Oliver Mangan: Inflation poses the biggest risk for Ireland's continuing financial recovery

Ireland's financial recovery from the worst of the Covid crisis has been striking, but needs inflation to ease if it is to continue.
Budget 2022 was framed against a backdrop of a strongly recovering economy and rapidly improving public finances as Ireland emerges from the grips of the Covid-19 pandemic, though the virus is still very much with us.
The strength of the recoveries in both the labour market and public finances is particularly striking.
Employment has rebounded strongly during 2021. This is reflected in the sharp decline in the jobless rate from 27% earlier in the year to 10% by September.
Ireland is not unique in this regard, with the unemployment rates in both the UK and US now back below 5%. However, Ireland is enjoying a much quicker recovery in its public finances than elsewhere.

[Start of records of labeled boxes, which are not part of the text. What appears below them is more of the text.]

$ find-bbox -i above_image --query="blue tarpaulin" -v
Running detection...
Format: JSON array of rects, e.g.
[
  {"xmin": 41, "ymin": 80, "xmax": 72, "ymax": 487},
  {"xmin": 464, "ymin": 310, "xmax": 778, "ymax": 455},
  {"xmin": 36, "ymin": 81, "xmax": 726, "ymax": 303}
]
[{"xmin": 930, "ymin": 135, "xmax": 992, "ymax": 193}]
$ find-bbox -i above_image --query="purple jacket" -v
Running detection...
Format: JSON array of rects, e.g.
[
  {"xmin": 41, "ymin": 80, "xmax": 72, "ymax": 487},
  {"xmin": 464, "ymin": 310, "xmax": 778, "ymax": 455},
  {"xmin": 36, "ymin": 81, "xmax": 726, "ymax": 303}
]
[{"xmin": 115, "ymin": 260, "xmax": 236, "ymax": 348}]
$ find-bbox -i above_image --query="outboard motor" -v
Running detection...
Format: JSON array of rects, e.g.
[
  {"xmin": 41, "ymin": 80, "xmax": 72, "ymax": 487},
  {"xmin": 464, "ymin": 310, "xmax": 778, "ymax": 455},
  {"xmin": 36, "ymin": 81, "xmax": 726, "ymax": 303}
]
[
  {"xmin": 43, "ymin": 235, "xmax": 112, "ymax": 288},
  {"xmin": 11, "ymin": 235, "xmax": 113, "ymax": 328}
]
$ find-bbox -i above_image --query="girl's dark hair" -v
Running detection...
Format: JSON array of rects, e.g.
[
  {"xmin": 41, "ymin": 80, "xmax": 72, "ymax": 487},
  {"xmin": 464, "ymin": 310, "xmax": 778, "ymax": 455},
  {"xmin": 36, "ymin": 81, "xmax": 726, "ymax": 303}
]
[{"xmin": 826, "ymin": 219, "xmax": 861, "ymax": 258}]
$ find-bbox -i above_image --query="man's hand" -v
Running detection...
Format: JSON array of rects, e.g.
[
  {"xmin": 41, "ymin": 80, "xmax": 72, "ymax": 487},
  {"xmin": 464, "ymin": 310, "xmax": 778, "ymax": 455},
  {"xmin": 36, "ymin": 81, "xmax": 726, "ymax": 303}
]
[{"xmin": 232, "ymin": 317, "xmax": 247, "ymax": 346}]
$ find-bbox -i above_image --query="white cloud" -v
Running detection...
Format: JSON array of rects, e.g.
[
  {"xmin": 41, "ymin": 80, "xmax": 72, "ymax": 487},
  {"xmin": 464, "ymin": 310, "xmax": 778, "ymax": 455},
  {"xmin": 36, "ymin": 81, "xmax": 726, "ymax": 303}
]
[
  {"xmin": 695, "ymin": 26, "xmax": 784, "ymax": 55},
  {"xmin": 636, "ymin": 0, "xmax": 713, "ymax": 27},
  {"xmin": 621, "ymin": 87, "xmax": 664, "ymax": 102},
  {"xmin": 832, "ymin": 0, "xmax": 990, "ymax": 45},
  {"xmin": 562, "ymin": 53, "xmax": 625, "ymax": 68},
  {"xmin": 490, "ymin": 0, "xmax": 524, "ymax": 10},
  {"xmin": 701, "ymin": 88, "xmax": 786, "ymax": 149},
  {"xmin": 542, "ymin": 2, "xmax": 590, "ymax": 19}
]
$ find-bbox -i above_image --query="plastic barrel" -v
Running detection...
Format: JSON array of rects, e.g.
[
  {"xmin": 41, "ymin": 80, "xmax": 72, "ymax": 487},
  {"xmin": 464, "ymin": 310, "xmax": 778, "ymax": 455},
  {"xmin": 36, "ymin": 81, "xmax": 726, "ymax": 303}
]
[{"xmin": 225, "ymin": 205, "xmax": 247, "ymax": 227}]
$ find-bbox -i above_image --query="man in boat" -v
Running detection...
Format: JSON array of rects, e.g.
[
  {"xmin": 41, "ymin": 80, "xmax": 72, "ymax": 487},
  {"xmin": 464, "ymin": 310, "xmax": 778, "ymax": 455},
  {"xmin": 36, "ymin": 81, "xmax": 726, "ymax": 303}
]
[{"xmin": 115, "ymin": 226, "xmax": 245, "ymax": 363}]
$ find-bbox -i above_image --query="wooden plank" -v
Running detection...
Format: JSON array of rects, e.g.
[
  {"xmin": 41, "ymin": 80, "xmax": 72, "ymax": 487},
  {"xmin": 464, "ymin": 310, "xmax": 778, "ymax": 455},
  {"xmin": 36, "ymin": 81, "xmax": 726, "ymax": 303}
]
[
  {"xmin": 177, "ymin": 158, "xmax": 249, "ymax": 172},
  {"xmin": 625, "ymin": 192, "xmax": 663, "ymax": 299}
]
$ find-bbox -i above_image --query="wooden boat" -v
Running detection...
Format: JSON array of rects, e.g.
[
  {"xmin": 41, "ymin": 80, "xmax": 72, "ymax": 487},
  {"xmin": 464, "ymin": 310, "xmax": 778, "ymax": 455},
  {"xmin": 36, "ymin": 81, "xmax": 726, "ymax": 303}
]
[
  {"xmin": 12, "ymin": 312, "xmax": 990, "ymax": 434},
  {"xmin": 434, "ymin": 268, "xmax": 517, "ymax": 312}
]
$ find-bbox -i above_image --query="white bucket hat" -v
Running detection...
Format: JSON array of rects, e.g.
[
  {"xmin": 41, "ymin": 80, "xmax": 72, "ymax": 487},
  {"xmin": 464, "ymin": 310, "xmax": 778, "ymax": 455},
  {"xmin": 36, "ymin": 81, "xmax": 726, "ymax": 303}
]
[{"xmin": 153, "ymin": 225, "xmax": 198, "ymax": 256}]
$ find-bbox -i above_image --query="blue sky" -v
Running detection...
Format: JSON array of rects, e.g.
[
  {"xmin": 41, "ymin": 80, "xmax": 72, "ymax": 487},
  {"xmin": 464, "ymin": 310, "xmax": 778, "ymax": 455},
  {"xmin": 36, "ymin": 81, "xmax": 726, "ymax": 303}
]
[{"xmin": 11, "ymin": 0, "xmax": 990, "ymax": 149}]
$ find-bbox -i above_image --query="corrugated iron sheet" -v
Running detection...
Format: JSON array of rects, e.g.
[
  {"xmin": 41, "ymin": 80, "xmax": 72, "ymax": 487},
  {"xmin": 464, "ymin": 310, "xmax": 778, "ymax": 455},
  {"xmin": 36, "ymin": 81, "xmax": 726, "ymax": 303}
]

The Irish economy entered last year’s severe global recession in good shape, with surpluses in both the Government finances and balance of payments, full employment, low private sector debt levels and no sign of imbalances within the economy. The large multinational sector performed very strongly through the pandemic, registering rapid export growth.
Meanwhile, the domestic economy has benefited from enormous fiscal supports, which have totalled almost 20% of national income during 2020-21. Thus, the decline in the domestic economy at 5% last year, was considerably less than in most other European countries.
Also, the latest forecasts from the Department of Finance and Central Bank are that the domestic economy will grow by 5.25%-5.5% this year, recovering all the ground lost in 2020.
The most striking thing about the public finances this year has been the strength of tax receipts. Total tax revenues fell from €59.3bn in 2019 to €57.2bn in 2020, a decline of 3.5%. Tax receipts, though, have surged across the board this year, with the Department of Finance now forecasting that they will increase by 15.5%, or around €9bn, to over €66bn.
In the space of a couple of years, it is expected that a very large budget deficit will be eliminated.
Perhaps the biggest risk to the favourable outlook for the economy and public finances is that the current upsurge in inflation proves sustained. This would almost certainly trigger a marked tightening of monetary policy by central banks, with an end to QE as well as significant rate hikes.
It is doubtful whether fiscal policy could provide the type of support to the economy seen over the past two years. Governments could no longer rely on the benefits of substantial bond purchases by central banks and exceptionally low funding costs.
It is important that inflation falls back over the course of next year to allow macroeconomic policy to remain supportive of the recovery.